No. La medicina prepagada es complementaria a la EPS, nunca la reemplaza. En Colombia la afiliación a una EPS sigue siendo obligatoria por ley. El Plan Familiar Coomeva se contrata por encima de la EPS y aporta acceso directo a especialistas, urgencias 24/7, habitación privada y otros beneficios que la EPS no cubre o que cubre con tiempos de espera largos.
¿Hasta qué edad puede afiliarse alguien por primera vez?
Los recién nacidos se pueden afiliar desde los primeros días de vida. Para nuevos afiliados adultos, Coomeva acepta hasta una edad máxima que depende del programa elegido y suele situarse en torno a los 65-70 años, sujeto a evaluación médica previa. Si ya estás afiliado, no hay edad máxima de continuidad: puedes mantener el plan el resto de tu vida.
¿Hasta qué edad cubre el plan a los hijos?
Los hijos pueden permanecer como beneficiarios mientras cumplan las condiciones de dependencia económica del contrato. Habitualmente, los hijos sin discapacidad se mantienen cubiertos hasta los 18 años, o hasta los 25 si están estudiando y dependen económicamente del titular. Los hijos con discapacidad pueden mantenerse cubiertos sin límite de edad. Estas condiciones quedan recogidas en el contrato firmado.
¿Puedo incluir a mis padres en el Plan Familiar?
Los padres del titular pueden incluirse en algunos casos como beneficiarios, pero las condiciones varían: depende del programa, de su edad y del resultado de la evaluación médica de ingreso. En algunos casos lo más conveniente es un contrato individual a su nombre. En la asesoría revisamos qué opción es viable para tu caso.
¿El embarazo se cubre desde el primer día de afiliación?
No. La cobertura de maternidad aplica solo cuando la afiliación se hace antes del embarazo y siempre tras superar el periodo de carencia (habitualmente unos 9-10 meses, alineado con el tiempo de gestación). Si ya estás embarazada en el momento de afiliarte, el plan no cubrirá ese embarazo, aunque sí cubrirá los demás servicios desde la fecha que corresponda según el procedimiento.
¿Puedo cambiar de programa después de afiliarme?
Sí. Puedes solicitar el cambio de programa (por ejemplo, pasar de Tradicional Especial a Oro Plus) en momentos de renovación o tras un tiempo mínimo de afiliación, sujeto a las condiciones de Coomeva. Algunos beneficios del nuevo programa pueden requerir un periodo de carencia adicional. Te explico los pasos y los plazos exactos antes de tramitarlo.
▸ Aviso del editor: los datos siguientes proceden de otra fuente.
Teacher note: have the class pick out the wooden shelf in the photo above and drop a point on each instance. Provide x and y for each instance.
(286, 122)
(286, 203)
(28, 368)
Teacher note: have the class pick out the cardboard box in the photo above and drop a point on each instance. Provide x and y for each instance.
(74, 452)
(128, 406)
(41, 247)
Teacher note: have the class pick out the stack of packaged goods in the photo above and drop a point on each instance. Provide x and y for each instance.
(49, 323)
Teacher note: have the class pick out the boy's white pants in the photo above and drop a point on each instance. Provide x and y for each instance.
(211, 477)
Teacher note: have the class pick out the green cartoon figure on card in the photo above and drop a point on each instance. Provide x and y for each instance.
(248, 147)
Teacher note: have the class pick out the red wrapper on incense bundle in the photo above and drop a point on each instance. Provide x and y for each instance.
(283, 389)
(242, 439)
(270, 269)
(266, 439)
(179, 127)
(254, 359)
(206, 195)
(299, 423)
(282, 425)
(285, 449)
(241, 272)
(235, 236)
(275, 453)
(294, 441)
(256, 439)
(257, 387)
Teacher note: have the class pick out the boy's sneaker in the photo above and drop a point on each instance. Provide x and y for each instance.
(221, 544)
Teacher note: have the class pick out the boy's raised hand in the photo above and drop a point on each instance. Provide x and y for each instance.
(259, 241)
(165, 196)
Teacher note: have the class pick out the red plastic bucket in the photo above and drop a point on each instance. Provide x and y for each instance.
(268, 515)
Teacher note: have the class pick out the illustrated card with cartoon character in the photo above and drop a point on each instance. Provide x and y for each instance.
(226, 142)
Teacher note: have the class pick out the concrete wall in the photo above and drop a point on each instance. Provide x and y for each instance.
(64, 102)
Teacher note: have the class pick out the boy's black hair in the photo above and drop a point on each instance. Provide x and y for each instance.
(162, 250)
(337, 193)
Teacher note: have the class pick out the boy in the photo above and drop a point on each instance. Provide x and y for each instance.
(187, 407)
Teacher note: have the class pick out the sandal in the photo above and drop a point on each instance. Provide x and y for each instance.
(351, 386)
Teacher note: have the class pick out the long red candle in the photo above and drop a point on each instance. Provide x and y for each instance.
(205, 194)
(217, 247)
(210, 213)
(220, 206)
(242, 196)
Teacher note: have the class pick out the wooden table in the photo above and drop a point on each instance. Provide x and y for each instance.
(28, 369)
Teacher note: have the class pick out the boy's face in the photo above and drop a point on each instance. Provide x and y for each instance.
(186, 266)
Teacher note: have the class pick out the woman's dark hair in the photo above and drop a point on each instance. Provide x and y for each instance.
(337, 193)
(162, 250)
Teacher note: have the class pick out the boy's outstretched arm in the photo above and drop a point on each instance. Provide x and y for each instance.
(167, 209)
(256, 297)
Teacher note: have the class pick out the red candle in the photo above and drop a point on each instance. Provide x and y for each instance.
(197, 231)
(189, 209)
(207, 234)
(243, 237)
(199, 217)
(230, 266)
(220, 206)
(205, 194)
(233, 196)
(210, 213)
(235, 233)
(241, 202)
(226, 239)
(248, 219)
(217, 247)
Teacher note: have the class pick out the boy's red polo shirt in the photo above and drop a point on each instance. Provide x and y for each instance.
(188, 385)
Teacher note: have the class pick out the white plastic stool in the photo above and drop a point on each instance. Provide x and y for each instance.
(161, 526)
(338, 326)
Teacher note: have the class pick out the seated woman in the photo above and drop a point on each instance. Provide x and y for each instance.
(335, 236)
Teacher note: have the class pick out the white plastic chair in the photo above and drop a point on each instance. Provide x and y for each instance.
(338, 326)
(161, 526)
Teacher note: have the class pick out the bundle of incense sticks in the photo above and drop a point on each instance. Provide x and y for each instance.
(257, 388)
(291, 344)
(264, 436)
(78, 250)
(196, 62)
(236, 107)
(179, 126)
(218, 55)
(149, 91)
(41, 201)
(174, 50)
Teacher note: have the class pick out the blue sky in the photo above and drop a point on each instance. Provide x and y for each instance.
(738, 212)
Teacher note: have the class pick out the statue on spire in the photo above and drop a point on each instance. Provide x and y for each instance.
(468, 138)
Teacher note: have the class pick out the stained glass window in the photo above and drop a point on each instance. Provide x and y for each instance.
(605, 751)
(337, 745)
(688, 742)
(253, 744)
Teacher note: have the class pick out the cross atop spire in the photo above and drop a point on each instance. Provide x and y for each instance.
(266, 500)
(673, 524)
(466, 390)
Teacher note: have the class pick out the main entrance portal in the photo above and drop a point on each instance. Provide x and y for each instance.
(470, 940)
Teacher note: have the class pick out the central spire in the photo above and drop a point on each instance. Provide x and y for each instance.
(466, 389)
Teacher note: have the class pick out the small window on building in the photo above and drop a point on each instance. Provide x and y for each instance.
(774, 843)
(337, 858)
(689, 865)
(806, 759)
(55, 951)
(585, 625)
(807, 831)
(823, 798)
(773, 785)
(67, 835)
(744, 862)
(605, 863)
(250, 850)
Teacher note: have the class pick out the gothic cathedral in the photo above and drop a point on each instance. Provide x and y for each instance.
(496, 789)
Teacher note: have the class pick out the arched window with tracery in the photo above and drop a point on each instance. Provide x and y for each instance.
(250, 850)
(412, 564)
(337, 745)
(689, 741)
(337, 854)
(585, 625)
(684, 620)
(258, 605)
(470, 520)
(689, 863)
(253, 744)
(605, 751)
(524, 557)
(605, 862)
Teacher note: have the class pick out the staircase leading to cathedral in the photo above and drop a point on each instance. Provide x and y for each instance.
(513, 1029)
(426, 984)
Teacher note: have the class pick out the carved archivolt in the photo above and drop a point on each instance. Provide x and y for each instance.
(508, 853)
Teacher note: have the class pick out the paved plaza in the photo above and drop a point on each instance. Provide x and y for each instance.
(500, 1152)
Vivo en Santa Marta pero viajo a otras ciudades, ¿el plan funciona en toda Colombia?
Sí. El Plan Familiar Coomeva tiene cobertura nacional. Si vives en Santa Marta y necesitas atención en Cartagena, Barranquilla, Bogotá, Medellín o cualquier otra ciudad, accedes a la red de prestadores de Coomeva en esa ciudad como si estuvieras en casa. Es especialmente útil para familias cuyos hijos estudian en otra ciudad o que viajan con frecuencia.